Termintreue

Ein Liefertermin ist für uns kein Wunsch — sondern eine Klausel, die nicht gebrochen werden darf

Wir lehnen die Unsicherheitskultur der Software-Branche ab.

Wenn der Liefertermin, den eine Agentur ihrem Kunden versprochen hat, ins Wanken gerät, ist das der härteste Schlag gegen den Ruf dieser Agentur. Die jahrhundertealte chronische Krankheit der Software-Branche — die 'chronischen Verzögerungen' — akzeptieren wir nicht; es ist der Name eines Krieges, in dem wir explizit eine Seite gewählt haben. Der Kalender, den wir Ihnen beim Start der Zusammenarbeit mit Partnerfy geben, ist keine 'geschätzte Vermutung'. Dahinter stehen mathematische Berechnungen, eine zeilenweise Risiko-Analyse (Buffer Time), ein zweistufiger Backup-Teamplan und eine klar in den Vertrag geschriebene Schadensersatzklausel. Keine Schätzung — eine Verpflichtung. Der Rest dieser Seite erklärt eins nach dem anderen, wie wir mit dieser Sicherheit sprechen können. Wenn Sie in der Vergangenheit die Enttäuschung eines gebrochenen Liefertermins erlebt haben — diese Enttäuschung werden Sie hier nicht wiedersehen.
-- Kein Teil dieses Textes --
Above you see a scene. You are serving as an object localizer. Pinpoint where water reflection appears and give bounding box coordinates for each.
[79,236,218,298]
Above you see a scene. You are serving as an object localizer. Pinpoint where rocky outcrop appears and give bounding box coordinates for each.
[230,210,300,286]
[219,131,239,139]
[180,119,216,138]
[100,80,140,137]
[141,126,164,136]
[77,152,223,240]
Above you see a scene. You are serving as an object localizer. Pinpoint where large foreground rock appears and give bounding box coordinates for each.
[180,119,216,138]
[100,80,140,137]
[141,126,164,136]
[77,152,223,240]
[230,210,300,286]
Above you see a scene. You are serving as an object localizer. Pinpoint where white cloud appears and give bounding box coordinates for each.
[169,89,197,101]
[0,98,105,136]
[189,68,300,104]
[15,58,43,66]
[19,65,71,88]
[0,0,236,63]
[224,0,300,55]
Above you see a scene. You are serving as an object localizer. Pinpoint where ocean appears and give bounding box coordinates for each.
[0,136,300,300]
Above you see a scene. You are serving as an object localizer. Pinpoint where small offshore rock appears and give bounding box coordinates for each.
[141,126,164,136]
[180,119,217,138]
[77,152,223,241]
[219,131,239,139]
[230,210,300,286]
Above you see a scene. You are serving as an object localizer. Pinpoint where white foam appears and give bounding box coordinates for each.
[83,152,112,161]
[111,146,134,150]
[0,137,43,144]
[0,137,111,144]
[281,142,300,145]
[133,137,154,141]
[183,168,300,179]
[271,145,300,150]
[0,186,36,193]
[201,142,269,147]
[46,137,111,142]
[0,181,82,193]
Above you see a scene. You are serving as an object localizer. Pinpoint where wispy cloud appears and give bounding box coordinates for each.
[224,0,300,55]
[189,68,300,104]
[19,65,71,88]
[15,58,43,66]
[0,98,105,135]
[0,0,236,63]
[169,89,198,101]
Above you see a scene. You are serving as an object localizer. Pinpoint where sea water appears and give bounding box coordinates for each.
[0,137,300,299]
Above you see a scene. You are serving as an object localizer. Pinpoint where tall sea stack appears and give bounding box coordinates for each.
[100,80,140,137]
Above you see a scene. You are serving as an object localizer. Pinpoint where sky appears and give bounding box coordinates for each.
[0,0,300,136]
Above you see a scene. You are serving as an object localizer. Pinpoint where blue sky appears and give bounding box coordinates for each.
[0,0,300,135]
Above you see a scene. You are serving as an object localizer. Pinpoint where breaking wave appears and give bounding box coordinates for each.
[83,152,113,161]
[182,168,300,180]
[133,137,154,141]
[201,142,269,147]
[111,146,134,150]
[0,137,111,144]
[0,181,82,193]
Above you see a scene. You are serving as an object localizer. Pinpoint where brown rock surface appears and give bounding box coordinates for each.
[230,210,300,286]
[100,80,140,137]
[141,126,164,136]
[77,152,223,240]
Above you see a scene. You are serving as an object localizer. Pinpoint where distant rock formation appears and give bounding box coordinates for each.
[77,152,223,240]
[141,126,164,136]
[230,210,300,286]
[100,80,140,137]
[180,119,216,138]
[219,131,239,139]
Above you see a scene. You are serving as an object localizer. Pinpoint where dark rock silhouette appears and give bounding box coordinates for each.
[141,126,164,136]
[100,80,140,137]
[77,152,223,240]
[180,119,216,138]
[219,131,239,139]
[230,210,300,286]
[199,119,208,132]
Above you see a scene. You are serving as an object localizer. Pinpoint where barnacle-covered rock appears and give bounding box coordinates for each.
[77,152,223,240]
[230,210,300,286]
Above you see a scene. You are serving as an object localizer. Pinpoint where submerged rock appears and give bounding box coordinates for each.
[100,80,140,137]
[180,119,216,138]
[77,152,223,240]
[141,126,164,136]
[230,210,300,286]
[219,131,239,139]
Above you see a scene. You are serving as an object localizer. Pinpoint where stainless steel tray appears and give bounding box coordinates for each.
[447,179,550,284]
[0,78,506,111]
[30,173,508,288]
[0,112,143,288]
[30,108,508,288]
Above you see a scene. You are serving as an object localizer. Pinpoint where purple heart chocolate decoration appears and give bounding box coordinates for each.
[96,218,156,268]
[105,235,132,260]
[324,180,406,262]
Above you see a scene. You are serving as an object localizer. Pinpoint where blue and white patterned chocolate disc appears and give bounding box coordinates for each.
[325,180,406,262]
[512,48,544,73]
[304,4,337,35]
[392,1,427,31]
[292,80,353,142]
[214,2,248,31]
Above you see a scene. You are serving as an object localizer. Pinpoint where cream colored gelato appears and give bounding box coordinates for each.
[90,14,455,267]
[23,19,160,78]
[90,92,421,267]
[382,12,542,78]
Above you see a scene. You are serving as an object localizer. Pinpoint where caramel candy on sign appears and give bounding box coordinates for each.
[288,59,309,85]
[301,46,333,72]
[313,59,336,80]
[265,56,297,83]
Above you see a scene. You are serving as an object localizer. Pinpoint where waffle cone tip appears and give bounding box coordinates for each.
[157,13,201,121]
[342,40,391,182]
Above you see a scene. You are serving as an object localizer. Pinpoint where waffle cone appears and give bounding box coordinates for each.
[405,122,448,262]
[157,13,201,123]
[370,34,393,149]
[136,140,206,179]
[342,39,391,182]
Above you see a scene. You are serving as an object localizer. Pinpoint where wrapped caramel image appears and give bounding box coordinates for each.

‚Unsicherheit' ist ein Schweigen, das die Software-Branche akzeptiert hat

Denken Sie einen Moment darüber nach: Wie viele Leiter digitaler Agenturen mussten am Liefertag eines Software-Projekts den Satz „eigentlich verschieben wir uns um eine Woche, aber so etwas passiert eben" schlucken? Dieser Satz hat sich in der Branche so sehr normalisiert, dass die Kunden ihn selbst erwarten. Warten wurde zur Gewohnheit; die Gewohnheit wurde zur Kultur. Unser Arbeitsprinzip beginnt an dem Punkt, an dem wir diese Kultur ablehnen. Wenn ein Liefertermin auf dem Spiel steht, ist die einzige Lebenslinie, die wir halten, das „mathematisch validierte" Datum. Kein Datum wird ohne eine mathematische Berechnung gegeben; einmal gegeben, wird kein Datum ohne eine weitere Berechnung geändert. Die „Flexibilität" der Branche tritt vor unserer „Disziplin" zurück.
‚Unsicherheit' ist ein Schweigen, das die Software-Branche akzeptiert hat

Ein Liefertermin durchläuft drei Phasen

Ein erfundenes Datum zu geben ist eine Stunde Arbeit. Ein mathematisch validiertes Datum zu geben ist ein dreistufiger Engineering-Prozess.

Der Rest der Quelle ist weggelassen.